So, yes, life is grand for Yelich — though on Tuesday, especially, he felt the enduring sense of loss that underscores his reason for being here. It was the second anniversary of the death of Jose Fernandez, the star Marlins pitcher who was killed in a boating accident in the early morning hours of Sept. 25, 2016.

Fernandez had boundless spirit and talent, but the accident revealed a darker side; he was found to have been legally drunk at the time, with cocaine in his system, and two others died with him in the crash. The tragedy tore the guts of a young team in a perennially unstable baseball market.

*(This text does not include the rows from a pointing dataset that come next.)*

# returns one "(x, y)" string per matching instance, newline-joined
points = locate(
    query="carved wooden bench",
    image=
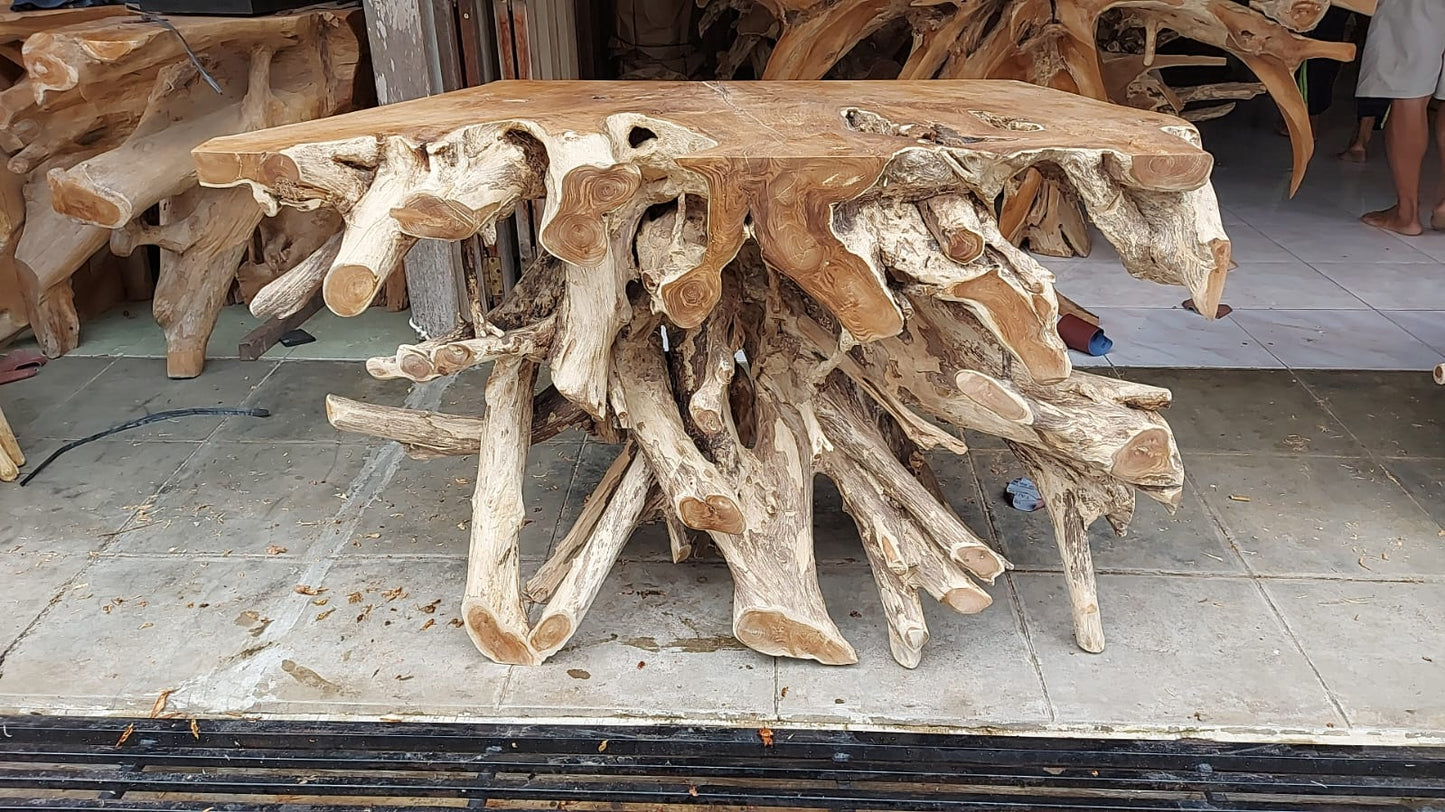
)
(840, 237)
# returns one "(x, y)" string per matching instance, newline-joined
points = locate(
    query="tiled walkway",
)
(1314, 288)
(1299, 590)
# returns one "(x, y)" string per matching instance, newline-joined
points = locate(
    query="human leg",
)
(1406, 137)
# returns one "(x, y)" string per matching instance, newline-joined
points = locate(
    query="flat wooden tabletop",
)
(778, 120)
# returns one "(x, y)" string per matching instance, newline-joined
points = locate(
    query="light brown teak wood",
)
(10, 455)
(841, 236)
(100, 129)
(1104, 49)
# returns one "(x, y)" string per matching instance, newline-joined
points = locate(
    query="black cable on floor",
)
(137, 422)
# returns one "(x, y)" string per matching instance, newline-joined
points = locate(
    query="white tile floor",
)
(1314, 286)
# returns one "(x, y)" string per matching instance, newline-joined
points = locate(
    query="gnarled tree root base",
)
(742, 315)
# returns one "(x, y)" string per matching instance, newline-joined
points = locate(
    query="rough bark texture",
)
(841, 242)
(98, 130)
(1104, 49)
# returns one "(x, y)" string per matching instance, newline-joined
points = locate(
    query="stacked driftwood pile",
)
(747, 283)
(1104, 49)
(98, 123)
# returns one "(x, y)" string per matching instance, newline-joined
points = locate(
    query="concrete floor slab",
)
(135, 387)
(1424, 480)
(296, 398)
(1379, 679)
(426, 507)
(1426, 325)
(1201, 640)
(246, 499)
(1181, 652)
(1247, 412)
(978, 668)
(656, 645)
(1338, 517)
(32, 581)
(1393, 415)
(88, 493)
(1153, 337)
(380, 639)
(1335, 340)
(140, 626)
(25, 402)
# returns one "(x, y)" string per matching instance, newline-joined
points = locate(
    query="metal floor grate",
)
(224, 765)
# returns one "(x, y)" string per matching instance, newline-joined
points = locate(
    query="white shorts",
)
(1405, 51)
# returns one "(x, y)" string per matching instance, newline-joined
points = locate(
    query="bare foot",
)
(1354, 153)
(1390, 220)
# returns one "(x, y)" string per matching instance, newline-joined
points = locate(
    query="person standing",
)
(1405, 62)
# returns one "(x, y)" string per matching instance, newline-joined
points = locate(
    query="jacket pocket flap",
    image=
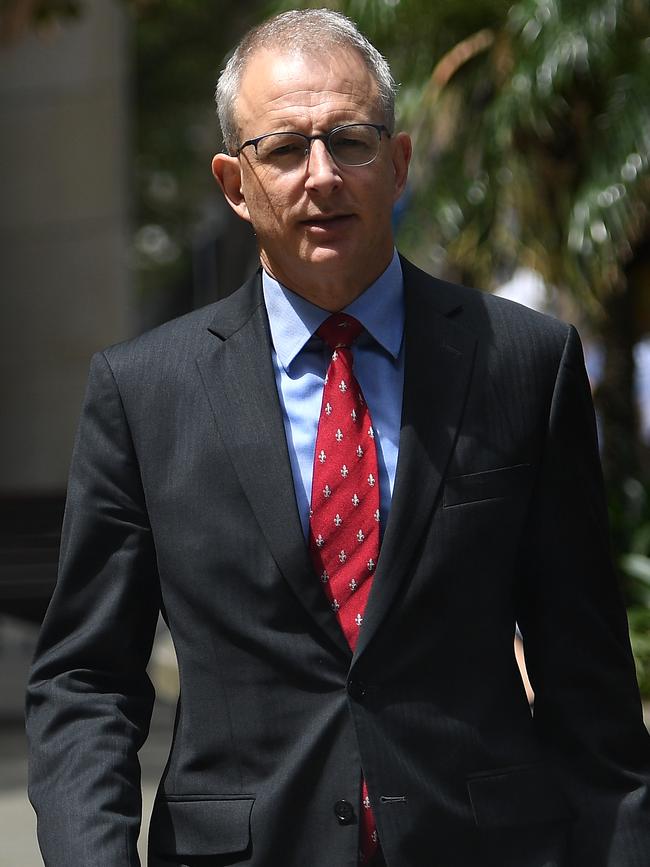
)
(529, 795)
(200, 825)
(486, 485)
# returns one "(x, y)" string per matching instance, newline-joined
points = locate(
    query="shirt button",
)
(356, 689)
(344, 812)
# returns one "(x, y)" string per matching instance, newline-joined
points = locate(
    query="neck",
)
(330, 291)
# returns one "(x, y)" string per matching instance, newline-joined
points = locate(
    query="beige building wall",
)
(64, 277)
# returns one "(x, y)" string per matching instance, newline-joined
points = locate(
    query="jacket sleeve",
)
(587, 707)
(89, 699)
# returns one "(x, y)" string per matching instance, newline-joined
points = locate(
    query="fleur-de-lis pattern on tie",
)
(344, 516)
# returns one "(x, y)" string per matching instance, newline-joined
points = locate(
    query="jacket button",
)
(344, 812)
(356, 689)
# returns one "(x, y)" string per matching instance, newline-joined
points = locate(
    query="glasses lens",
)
(283, 150)
(355, 145)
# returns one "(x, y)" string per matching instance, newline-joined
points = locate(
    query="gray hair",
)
(300, 30)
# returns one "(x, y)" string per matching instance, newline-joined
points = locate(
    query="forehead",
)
(295, 90)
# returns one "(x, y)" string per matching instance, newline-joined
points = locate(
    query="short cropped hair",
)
(307, 31)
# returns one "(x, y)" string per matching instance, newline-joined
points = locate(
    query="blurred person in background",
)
(343, 486)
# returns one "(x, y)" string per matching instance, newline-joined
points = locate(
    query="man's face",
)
(322, 229)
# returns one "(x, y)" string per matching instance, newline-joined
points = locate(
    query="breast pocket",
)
(486, 485)
(525, 795)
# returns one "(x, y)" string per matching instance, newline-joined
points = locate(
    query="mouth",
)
(327, 222)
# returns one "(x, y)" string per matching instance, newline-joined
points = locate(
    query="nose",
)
(322, 173)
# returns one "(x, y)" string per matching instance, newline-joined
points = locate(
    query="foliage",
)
(635, 566)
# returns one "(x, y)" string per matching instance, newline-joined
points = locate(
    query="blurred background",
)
(531, 178)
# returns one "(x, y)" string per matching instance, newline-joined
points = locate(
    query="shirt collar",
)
(293, 319)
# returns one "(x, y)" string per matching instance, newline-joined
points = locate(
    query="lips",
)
(327, 222)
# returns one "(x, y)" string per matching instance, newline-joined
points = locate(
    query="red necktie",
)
(344, 516)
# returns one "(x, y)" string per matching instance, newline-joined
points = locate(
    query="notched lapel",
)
(439, 362)
(237, 373)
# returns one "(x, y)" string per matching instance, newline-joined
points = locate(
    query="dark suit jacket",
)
(181, 496)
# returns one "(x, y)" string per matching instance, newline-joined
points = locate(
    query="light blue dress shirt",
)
(300, 362)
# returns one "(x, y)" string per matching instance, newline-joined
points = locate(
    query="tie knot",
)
(340, 330)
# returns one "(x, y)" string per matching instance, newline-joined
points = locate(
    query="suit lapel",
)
(439, 359)
(237, 373)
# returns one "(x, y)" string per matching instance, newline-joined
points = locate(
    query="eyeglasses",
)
(354, 144)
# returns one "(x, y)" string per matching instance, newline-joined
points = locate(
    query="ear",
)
(401, 154)
(227, 171)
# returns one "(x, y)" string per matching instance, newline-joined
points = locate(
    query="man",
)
(239, 468)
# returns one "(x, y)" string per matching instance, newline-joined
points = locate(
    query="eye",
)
(287, 150)
(281, 148)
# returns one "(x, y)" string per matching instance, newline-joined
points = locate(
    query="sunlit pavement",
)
(18, 847)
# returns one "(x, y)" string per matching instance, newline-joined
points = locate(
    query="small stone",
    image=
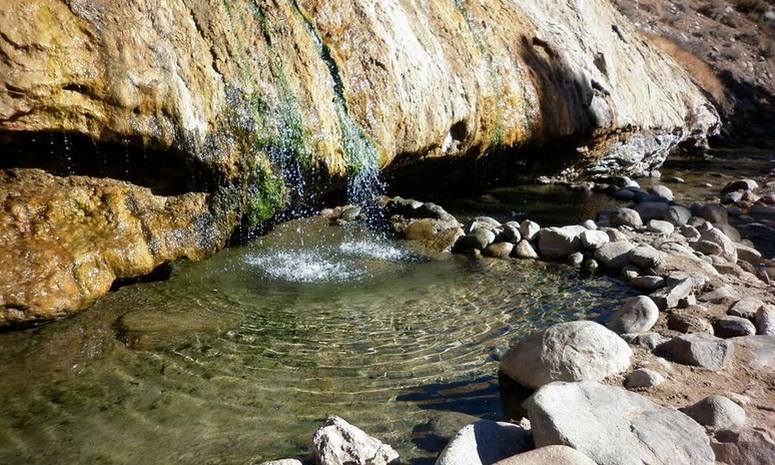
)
(733, 326)
(765, 321)
(524, 250)
(698, 349)
(746, 307)
(528, 229)
(339, 442)
(643, 378)
(625, 216)
(716, 412)
(499, 250)
(614, 255)
(636, 315)
(664, 228)
(594, 239)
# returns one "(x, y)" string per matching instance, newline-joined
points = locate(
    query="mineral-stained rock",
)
(698, 349)
(485, 443)
(615, 427)
(338, 442)
(579, 350)
(554, 455)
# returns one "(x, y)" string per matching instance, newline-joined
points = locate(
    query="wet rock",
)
(648, 283)
(744, 446)
(740, 185)
(698, 349)
(549, 455)
(662, 191)
(646, 257)
(733, 326)
(594, 239)
(765, 321)
(643, 378)
(555, 243)
(677, 215)
(670, 297)
(688, 323)
(746, 307)
(524, 250)
(624, 217)
(716, 412)
(615, 427)
(636, 315)
(614, 255)
(529, 229)
(338, 442)
(485, 443)
(574, 351)
(499, 250)
(664, 228)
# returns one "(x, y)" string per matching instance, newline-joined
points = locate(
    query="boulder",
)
(594, 239)
(528, 229)
(615, 427)
(643, 378)
(574, 351)
(340, 443)
(733, 326)
(614, 255)
(555, 243)
(744, 446)
(485, 443)
(716, 412)
(524, 250)
(625, 217)
(636, 315)
(549, 455)
(698, 349)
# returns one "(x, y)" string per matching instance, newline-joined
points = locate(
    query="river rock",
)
(485, 443)
(643, 378)
(528, 229)
(555, 243)
(594, 239)
(746, 307)
(499, 250)
(662, 191)
(549, 455)
(524, 250)
(624, 217)
(636, 315)
(765, 321)
(688, 323)
(340, 443)
(615, 427)
(614, 255)
(733, 326)
(698, 349)
(574, 351)
(716, 412)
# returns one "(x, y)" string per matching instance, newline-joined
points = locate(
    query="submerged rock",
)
(574, 351)
(615, 427)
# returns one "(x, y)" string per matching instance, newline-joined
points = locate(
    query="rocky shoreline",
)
(682, 374)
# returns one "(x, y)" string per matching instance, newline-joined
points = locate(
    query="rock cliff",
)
(163, 124)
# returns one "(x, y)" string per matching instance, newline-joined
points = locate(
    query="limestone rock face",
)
(253, 97)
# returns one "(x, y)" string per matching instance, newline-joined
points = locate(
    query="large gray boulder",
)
(484, 443)
(698, 349)
(555, 243)
(574, 351)
(549, 455)
(636, 315)
(340, 443)
(615, 427)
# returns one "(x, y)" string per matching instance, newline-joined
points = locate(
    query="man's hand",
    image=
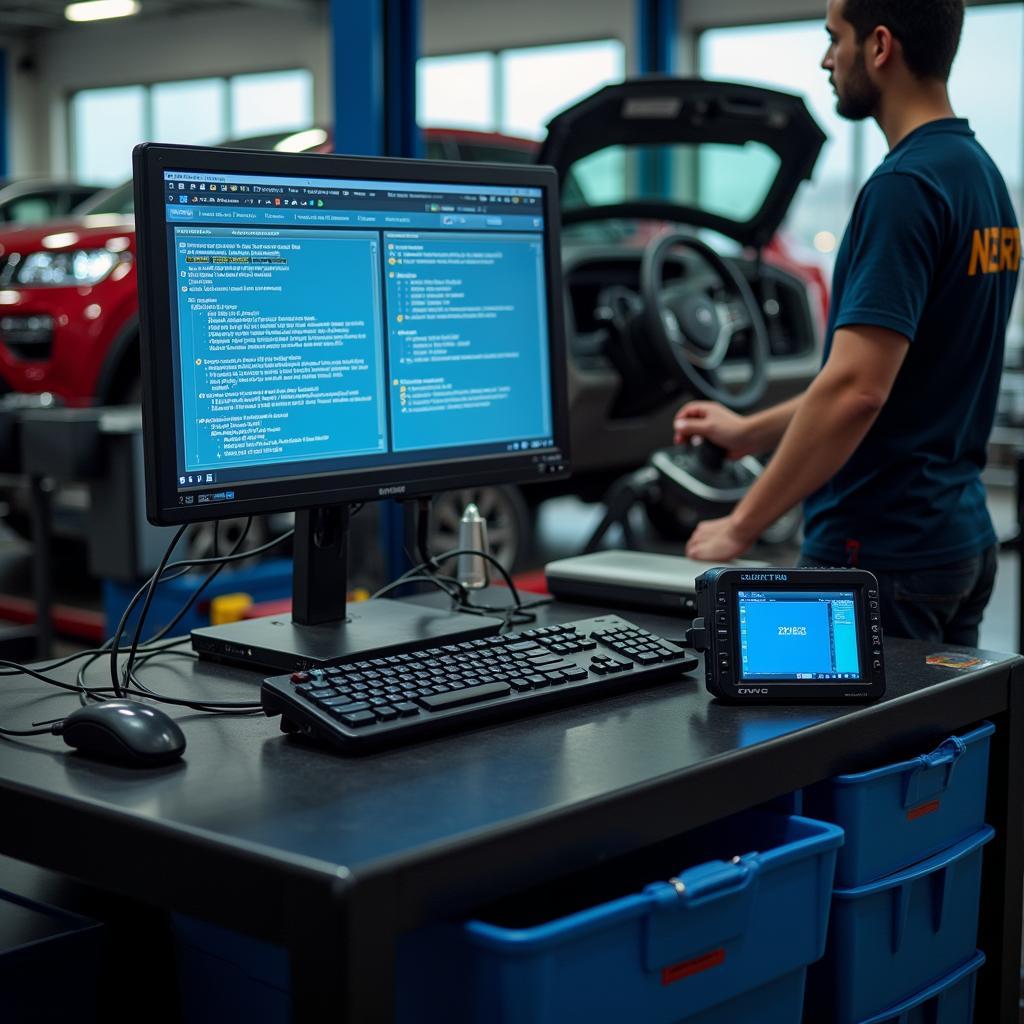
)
(718, 541)
(714, 423)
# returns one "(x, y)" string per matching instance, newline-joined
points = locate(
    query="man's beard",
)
(860, 96)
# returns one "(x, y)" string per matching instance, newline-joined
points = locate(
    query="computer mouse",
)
(126, 731)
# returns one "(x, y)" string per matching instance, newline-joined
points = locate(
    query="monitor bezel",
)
(151, 161)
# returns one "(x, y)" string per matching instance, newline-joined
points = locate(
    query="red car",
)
(69, 309)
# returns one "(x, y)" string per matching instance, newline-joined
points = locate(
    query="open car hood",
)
(662, 113)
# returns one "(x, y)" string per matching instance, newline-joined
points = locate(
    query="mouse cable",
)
(152, 591)
(147, 589)
(516, 613)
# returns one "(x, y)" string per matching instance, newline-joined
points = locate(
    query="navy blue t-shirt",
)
(933, 252)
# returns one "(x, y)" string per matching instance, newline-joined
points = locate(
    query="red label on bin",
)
(704, 963)
(920, 812)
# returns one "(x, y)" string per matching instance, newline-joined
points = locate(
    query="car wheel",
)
(505, 511)
(668, 521)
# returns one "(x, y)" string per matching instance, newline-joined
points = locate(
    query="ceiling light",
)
(97, 10)
(301, 140)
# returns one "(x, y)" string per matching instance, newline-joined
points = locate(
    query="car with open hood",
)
(651, 317)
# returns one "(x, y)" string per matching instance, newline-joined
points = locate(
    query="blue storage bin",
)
(896, 936)
(726, 941)
(226, 976)
(897, 815)
(49, 963)
(949, 1000)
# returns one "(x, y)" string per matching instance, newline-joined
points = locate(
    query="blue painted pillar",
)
(656, 43)
(4, 116)
(656, 46)
(375, 46)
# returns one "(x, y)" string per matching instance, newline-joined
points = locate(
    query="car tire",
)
(668, 521)
(507, 515)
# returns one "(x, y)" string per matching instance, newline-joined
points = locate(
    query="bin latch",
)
(699, 911)
(926, 780)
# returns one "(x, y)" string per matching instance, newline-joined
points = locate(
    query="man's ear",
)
(881, 47)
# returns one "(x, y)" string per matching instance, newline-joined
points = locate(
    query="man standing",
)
(887, 444)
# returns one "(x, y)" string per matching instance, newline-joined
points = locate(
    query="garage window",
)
(107, 123)
(513, 91)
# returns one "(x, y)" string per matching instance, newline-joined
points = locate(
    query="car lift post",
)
(1018, 544)
(375, 44)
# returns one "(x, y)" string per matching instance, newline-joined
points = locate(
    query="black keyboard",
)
(382, 701)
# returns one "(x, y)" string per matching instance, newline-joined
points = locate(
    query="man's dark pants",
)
(943, 603)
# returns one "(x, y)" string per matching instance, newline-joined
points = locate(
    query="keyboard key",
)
(358, 719)
(472, 694)
(350, 709)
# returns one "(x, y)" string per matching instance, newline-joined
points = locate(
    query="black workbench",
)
(334, 857)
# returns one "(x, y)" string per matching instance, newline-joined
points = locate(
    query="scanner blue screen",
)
(798, 635)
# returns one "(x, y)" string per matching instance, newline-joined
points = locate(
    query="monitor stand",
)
(323, 630)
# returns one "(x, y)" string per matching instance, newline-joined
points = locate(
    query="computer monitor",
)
(318, 331)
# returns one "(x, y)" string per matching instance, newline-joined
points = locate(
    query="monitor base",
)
(371, 629)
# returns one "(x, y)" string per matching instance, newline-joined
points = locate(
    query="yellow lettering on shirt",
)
(994, 250)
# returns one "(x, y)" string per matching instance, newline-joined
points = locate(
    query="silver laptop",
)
(631, 579)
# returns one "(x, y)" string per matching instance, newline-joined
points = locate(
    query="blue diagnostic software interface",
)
(326, 325)
(804, 635)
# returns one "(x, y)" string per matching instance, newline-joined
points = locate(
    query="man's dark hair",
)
(929, 30)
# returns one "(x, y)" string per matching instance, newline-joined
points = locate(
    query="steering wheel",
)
(692, 330)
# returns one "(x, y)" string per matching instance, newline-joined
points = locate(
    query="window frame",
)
(147, 87)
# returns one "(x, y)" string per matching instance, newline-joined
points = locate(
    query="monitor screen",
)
(798, 635)
(325, 329)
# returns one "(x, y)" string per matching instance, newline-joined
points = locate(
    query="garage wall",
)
(696, 14)
(24, 112)
(153, 49)
(459, 26)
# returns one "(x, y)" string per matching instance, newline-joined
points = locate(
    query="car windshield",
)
(116, 201)
(726, 180)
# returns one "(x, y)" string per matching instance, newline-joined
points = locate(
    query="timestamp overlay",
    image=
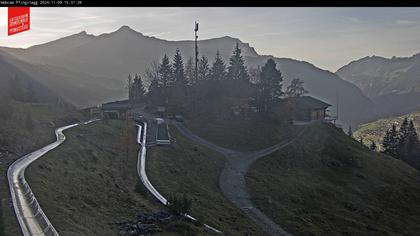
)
(40, 3)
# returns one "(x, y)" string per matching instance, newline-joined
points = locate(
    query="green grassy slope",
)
(18, 137)
(241, 133)
(194, 170)
(376, 130)
(328, 184)
(89, 181)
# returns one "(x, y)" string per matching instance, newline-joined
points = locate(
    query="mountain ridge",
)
(112, 56)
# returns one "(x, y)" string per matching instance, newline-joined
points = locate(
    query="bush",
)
(179, 205)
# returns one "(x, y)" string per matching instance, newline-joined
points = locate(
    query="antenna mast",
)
(196, 51)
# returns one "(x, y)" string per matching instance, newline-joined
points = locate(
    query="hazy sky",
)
(326, 37)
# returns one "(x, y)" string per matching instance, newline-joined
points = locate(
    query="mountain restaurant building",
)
(306, 109)
(116, 110)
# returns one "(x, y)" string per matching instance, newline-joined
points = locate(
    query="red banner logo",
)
(18, 19)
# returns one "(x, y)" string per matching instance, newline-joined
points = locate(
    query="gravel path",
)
(232, 180)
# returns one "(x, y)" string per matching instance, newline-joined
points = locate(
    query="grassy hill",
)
(89, 181)
(194, 170)
(328, 184)
(376, 130)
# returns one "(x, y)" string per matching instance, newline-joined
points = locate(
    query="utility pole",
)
(196, 68)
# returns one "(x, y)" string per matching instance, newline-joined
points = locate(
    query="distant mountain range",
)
(87, 70)
(393, 84)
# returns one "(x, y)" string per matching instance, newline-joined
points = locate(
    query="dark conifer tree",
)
(137, 89)
(190, 72)
(390, 142)
(165, 72)
(237, 69)
(269, 89)
(372, 145)
(403, 133)
(413, 138)
(350, 132)
(203, 69)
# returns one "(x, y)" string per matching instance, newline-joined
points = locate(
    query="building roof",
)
(308, 102)
(118, 105)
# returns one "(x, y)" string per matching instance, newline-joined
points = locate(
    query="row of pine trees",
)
(166, 75)
(401, 143)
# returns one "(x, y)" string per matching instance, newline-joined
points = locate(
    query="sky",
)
(326, 37)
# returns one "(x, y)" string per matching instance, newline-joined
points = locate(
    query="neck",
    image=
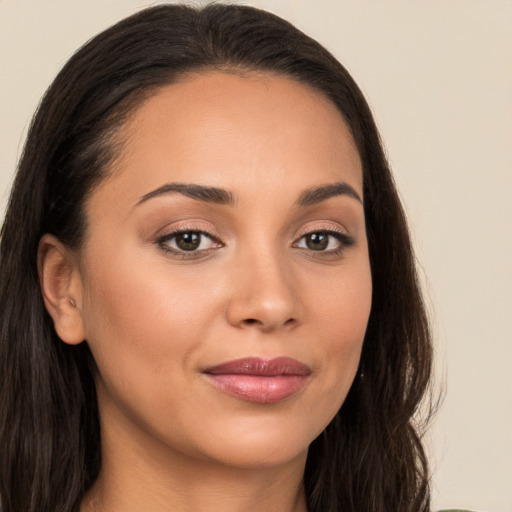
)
(140, 473)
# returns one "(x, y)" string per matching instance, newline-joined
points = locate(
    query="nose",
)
(264, 295)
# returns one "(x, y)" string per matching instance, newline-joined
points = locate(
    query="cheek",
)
(341, 315)
(140, 321)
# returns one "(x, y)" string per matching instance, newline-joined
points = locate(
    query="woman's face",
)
(225, 280)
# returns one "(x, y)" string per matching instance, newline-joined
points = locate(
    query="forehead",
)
(224, 129)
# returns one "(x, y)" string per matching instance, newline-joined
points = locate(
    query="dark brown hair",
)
(370, 457)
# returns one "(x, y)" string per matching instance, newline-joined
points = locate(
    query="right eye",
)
(187, 241)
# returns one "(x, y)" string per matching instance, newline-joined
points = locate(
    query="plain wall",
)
(438, 75)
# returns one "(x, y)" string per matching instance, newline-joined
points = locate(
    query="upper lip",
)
(262, 367)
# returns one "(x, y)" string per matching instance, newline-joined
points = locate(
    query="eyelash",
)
(344, 240)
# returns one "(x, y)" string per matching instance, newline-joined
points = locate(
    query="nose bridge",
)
(263, 289)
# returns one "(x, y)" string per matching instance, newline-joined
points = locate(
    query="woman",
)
(209, 297)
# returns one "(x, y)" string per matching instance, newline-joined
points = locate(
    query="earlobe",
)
(59, 279)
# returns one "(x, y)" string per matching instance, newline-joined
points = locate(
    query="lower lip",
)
(257, 388)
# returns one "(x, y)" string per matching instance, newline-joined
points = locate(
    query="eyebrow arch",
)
(198, 192)
(318, 194)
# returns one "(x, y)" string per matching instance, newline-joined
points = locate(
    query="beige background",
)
(438, 74)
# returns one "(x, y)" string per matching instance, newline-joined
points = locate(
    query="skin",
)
(156, 318)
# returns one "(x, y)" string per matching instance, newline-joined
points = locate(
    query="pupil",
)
(188, 241)
(317, 241)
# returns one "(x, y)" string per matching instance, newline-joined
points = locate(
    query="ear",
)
(61, 286)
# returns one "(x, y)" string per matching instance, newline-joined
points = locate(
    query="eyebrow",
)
(198, 192)
(322, 193)
(222, 196)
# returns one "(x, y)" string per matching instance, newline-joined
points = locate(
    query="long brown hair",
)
(370, 457)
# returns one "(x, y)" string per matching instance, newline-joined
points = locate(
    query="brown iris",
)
(188, 241)
(317, 241)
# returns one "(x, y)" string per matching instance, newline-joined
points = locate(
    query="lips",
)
(263, 381)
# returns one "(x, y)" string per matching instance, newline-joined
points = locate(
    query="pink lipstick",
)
(264, 381)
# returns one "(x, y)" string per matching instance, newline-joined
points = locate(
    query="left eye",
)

The franchise was sold, and new management traded its star outfielders – Yelich, Giancarlo Stanton and Marcell Ozuna – last winter.

Yelich believes he would not be with the Brewers had Fernandez lived.

“I’d still be in Miami, and Stanton would still be there, and Ozuna would still be there as well,” he said. “Two years ago today. I remember the day very, very vividly.”

The details remain fresh to Yelich: the group text canceling that day’s game, the meeting in the clubhouse with players at their lockers facing outward, staring blankly at each other, nobody crying yet, the news too raw and disturbing to comprehend.

To think of it now, Yelich said, is to imagine himself looking down on it all, from Dee Gordon’s emotional homer in the next game, to the tearful news conferences, to the hearse at the field, to the funeral. It felt like a movie, Yelich said, and the players all knew the aftermath: they would never win in Miami without Fernandez, and they would never be the same as people.

“You don’t take anything for granted anymore,” Yelich said. “That’s a big reason why I decided I wanted to play in the W.B.C. the following year. There’s a Japan trip coming up now, and I was like, ‘I want to do that.’ You want to get everything out of this game. You want to experience as much of it as there is to offer, because you never how long you’re going to get to do it. It’s short.